Alana Rocha – Isso, é o símbolo da TV Aratu. Quando eu tatuei, muita gente me chamou de louca, falam “Alana e quando você for para outra emissora?”, eu não penso nisso, eu quero me aposentar aqui, mas os destinos da gente quem escreve é Deus, nossa trajetória, nossos caminhos, nossa vida, quem determina é Deus. Se por um acaso eu for para outra emissora algum dia, eu vou dizer que isso aqui está tatuado em mim porque foi uma coisa que representou minha vida, foi um divisor de águas, eu sou a Alana antes e depois da TV Aratu, então eu quis tatuar para simbolizar isso, pelo símbolo da TV, pela frase que eu uso que é: “Comigo o galo canta”, porque o galinho é o símbolo da TV e porque eu acho lindo. As outras emissoras têm logos bonitos, mas para mim atualmente a mais bonita da Bahia, que eu acho é o galinho da TV Aratu, que miscigena vários entendimentos, o galinho de manhã cedo, cantando para você acordar para você assistir ou então o galinho do interior. A Aratu é especial na minha vida, foi a primeira emissora que me abriu as portas, para a primeira transexual da Bahia, realmente no Estado da Bahia não tem nenhuma e do Brasil, trabalhando com jornalismo factual e policial, eu sou a primeira, então simboliza algo muito importante e eu quis guardar isso comigo para o resto da minha vida.

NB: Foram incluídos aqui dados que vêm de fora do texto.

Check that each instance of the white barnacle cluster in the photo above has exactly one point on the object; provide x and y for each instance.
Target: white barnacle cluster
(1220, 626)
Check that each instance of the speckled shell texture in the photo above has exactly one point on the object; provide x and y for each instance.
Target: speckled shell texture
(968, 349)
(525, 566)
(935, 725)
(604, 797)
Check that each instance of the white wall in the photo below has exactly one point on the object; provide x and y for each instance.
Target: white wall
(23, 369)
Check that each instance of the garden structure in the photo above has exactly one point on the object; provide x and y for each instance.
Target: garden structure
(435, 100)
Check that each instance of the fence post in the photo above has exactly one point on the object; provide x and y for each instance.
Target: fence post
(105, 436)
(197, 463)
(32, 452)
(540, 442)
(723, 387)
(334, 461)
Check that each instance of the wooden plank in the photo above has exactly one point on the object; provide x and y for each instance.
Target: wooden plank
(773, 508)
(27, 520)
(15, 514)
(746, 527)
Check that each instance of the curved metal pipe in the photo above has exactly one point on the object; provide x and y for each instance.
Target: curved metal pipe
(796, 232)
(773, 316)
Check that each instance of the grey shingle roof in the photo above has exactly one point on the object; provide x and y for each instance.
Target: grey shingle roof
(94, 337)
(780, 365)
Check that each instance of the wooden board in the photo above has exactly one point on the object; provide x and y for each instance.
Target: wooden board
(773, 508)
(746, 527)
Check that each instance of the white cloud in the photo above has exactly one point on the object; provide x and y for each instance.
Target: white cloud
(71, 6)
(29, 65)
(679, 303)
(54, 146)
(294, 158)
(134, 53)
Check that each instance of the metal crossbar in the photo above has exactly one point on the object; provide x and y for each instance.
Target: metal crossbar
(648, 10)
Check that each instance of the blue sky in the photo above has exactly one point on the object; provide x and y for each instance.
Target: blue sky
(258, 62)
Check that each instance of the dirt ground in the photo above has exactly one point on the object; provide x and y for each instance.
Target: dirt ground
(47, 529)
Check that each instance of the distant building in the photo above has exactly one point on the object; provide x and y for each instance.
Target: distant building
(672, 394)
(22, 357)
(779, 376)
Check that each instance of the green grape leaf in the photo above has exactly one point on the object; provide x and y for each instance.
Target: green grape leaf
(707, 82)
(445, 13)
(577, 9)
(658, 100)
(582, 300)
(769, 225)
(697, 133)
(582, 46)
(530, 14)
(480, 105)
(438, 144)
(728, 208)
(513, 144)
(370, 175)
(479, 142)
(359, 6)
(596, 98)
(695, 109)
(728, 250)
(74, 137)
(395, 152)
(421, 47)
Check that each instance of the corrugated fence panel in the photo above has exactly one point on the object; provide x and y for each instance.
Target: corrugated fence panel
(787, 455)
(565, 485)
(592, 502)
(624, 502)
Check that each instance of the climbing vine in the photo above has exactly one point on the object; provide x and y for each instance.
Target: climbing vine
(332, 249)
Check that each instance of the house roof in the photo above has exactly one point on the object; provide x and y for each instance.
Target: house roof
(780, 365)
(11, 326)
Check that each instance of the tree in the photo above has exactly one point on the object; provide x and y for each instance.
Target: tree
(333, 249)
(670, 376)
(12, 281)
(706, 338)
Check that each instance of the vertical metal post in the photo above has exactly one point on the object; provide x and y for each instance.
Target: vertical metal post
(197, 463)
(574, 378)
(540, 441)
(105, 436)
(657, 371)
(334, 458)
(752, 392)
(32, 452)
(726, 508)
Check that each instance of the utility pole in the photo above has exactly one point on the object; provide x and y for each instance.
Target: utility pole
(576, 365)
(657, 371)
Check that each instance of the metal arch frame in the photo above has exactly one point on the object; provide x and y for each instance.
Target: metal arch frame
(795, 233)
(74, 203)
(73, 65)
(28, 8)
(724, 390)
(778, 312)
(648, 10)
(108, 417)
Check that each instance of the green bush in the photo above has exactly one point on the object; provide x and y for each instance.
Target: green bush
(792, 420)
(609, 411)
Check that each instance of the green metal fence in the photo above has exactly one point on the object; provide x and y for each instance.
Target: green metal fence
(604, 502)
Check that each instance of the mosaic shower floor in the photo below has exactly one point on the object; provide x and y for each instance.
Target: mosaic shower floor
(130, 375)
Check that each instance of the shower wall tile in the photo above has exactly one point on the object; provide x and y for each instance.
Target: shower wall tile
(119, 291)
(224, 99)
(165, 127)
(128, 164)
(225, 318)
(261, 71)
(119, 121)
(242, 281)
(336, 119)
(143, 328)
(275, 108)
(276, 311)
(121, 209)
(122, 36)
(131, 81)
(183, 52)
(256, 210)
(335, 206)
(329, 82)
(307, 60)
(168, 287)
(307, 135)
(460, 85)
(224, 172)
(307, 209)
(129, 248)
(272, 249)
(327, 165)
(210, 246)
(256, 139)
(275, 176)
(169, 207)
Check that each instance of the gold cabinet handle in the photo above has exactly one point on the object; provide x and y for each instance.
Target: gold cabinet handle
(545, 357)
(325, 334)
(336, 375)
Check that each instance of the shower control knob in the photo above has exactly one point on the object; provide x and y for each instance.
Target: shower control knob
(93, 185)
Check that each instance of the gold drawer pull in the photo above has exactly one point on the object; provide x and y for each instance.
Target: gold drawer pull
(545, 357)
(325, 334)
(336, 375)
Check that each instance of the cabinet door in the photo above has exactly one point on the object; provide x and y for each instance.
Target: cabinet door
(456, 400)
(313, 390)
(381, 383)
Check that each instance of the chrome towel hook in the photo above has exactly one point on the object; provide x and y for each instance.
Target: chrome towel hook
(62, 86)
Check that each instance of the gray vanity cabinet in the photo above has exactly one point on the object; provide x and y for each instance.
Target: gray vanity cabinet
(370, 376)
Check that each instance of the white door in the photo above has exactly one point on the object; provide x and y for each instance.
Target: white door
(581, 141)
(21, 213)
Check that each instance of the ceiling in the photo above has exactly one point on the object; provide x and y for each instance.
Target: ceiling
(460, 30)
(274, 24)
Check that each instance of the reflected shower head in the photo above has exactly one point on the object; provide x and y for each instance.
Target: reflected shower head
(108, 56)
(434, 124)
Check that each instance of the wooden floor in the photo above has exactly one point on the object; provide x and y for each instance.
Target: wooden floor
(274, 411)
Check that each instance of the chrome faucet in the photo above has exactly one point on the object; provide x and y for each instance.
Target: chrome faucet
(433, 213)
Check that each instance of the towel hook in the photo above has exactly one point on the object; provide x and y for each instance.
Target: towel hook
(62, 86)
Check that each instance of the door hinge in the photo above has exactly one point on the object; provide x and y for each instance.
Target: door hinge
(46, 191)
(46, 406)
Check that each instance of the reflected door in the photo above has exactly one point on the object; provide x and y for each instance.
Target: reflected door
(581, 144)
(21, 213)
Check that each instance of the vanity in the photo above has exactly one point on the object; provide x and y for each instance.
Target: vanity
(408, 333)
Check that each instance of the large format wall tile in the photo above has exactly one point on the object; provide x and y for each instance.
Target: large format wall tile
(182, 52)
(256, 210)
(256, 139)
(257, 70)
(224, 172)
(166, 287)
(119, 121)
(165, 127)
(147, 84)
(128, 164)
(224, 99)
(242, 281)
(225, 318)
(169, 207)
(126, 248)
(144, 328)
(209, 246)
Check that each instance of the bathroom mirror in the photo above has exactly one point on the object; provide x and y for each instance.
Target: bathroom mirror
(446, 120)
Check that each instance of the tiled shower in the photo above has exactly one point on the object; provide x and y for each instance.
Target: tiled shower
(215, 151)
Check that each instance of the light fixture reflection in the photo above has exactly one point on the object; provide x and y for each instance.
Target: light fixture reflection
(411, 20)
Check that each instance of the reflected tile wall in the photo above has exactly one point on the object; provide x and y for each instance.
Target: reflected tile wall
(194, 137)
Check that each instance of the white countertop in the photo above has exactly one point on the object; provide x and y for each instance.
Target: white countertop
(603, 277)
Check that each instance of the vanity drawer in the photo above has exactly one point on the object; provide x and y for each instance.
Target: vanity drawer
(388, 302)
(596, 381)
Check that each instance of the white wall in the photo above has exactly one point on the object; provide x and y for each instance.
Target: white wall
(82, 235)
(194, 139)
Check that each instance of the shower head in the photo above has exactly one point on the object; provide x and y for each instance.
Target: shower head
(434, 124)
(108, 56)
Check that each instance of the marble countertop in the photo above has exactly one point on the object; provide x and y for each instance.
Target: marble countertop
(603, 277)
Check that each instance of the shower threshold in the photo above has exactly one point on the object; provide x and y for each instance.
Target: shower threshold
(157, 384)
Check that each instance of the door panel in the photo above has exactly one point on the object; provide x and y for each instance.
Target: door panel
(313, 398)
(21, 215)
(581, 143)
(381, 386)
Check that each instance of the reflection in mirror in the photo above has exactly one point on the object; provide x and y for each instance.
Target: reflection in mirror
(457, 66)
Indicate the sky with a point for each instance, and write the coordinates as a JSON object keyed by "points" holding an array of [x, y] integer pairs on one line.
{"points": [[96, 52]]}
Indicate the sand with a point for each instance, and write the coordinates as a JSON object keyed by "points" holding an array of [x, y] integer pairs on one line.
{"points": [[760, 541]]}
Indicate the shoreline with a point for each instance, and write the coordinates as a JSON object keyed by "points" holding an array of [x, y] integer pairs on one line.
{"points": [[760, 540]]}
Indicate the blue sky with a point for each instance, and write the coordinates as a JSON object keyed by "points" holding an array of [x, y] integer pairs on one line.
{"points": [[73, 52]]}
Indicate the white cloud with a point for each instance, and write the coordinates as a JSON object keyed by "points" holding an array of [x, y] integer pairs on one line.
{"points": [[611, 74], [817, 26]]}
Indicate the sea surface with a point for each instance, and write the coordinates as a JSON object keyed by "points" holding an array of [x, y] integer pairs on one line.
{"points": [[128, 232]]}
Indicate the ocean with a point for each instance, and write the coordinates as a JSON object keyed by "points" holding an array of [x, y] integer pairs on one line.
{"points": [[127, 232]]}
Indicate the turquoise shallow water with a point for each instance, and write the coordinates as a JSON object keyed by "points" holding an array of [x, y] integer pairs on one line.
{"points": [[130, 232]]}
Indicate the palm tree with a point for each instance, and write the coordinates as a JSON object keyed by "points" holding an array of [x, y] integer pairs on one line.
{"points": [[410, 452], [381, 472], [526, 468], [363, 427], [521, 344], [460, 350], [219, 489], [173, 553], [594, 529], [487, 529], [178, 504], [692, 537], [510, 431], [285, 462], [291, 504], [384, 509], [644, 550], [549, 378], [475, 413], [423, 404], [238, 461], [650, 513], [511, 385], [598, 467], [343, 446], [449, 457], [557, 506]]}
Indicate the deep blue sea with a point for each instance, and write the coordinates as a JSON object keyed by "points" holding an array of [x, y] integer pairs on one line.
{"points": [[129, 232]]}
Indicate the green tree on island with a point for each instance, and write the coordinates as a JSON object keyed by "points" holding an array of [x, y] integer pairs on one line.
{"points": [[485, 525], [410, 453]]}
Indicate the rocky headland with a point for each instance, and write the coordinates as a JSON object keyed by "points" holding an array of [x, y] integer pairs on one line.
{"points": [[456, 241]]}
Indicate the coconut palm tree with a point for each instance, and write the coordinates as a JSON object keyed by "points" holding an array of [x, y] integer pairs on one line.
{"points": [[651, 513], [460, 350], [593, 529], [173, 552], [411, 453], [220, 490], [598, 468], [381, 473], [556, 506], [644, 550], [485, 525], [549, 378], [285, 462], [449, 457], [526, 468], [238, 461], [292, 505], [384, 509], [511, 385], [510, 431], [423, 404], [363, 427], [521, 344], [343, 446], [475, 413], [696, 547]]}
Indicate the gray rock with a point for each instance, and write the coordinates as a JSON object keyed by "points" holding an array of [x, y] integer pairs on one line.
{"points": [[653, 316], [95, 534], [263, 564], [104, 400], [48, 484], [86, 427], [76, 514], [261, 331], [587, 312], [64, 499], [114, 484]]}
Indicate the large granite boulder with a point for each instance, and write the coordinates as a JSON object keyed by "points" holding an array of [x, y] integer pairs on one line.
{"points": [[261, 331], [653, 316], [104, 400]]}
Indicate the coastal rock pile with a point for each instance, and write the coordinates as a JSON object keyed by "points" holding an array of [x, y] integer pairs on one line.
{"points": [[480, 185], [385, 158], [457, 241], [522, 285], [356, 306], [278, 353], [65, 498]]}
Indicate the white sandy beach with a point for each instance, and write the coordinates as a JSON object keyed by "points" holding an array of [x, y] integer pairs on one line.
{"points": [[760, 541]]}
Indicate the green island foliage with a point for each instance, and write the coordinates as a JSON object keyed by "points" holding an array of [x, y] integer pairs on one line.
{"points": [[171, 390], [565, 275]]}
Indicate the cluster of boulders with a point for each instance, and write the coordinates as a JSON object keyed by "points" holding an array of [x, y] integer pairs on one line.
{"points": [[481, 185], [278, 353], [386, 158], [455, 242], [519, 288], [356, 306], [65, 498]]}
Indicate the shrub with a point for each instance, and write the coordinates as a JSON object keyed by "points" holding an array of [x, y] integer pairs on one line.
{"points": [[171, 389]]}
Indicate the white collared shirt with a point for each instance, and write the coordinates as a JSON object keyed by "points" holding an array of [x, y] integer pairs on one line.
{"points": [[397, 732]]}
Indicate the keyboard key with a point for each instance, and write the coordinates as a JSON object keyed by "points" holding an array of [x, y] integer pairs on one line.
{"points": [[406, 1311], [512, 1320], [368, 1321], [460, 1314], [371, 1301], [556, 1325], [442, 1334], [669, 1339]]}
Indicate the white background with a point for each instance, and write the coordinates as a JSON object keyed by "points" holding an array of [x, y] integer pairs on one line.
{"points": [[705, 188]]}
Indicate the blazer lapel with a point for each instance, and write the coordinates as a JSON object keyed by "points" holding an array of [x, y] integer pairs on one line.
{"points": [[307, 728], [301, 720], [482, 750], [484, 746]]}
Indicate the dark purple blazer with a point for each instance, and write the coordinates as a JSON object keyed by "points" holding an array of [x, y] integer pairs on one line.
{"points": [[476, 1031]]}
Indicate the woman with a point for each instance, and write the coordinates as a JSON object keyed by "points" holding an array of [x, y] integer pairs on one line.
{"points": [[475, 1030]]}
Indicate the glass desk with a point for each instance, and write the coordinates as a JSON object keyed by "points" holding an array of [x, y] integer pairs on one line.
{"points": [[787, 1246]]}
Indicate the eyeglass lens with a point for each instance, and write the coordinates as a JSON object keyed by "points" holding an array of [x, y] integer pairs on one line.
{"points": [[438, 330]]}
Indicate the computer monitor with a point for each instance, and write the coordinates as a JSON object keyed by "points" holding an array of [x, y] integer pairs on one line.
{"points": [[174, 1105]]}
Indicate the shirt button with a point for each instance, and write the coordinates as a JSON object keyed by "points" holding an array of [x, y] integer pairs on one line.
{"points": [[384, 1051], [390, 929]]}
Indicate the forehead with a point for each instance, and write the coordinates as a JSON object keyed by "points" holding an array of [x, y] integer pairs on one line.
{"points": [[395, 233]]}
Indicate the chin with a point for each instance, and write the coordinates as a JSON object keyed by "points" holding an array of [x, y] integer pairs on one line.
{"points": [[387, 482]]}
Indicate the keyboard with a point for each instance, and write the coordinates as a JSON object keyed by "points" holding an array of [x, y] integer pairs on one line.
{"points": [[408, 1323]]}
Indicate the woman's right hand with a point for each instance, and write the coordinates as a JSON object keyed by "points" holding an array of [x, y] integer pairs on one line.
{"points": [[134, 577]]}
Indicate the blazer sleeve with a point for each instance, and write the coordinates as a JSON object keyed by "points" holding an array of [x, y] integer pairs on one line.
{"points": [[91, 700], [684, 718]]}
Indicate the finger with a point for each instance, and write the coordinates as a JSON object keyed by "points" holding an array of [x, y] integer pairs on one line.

Observatório – Eu já rodei esse país e nunca vi ninguém tatuar a emissora literalmente na pele, isso foi sensacional.

Alana Rocha – Eu amei, é uma forma de gratidão a TV Aratu, não só com a tatuagem, mas também o amor que eu tenho no coração, não só pela Aratu, mas também por todos aqui. Eu costumo dizer que às vezes até pode vir uma proposta para eu mudar de casa, não agora, eu vou fazer um ano aqui, ainda acho muito cedo, por mais que apareçam propostas boas e irrecusáveis, mas eu recusaria atualmente. Eu quero ou me aposentar aqui ou ficar no mínimo uns dez anos, porque aqui ensina muito a gente, aqui é uma faculdade, que eu estou aprendendo muito e esse aprendizado não tem dinheiro que pague.

Observatório – Acho que só por isso você deveria conhecer o Silvio Santos.

Alana Rocha – Meu sonho gente, me levem, é meu sonho conhecer o patrão, conhecer Eliana, o Silvio. O Silvio é um ícone, eu assisto o Silvio Santos desde que eu me entendo por gente, esse homem é um gênio da comunicação, inclusive tem uma carta com os princípios do jornalismo do SBT que é assinada por ele, eu costumo ler sempre. Para mim é um ícone, um grande nome que veio praticamente do nada e construiu um império no Brasil.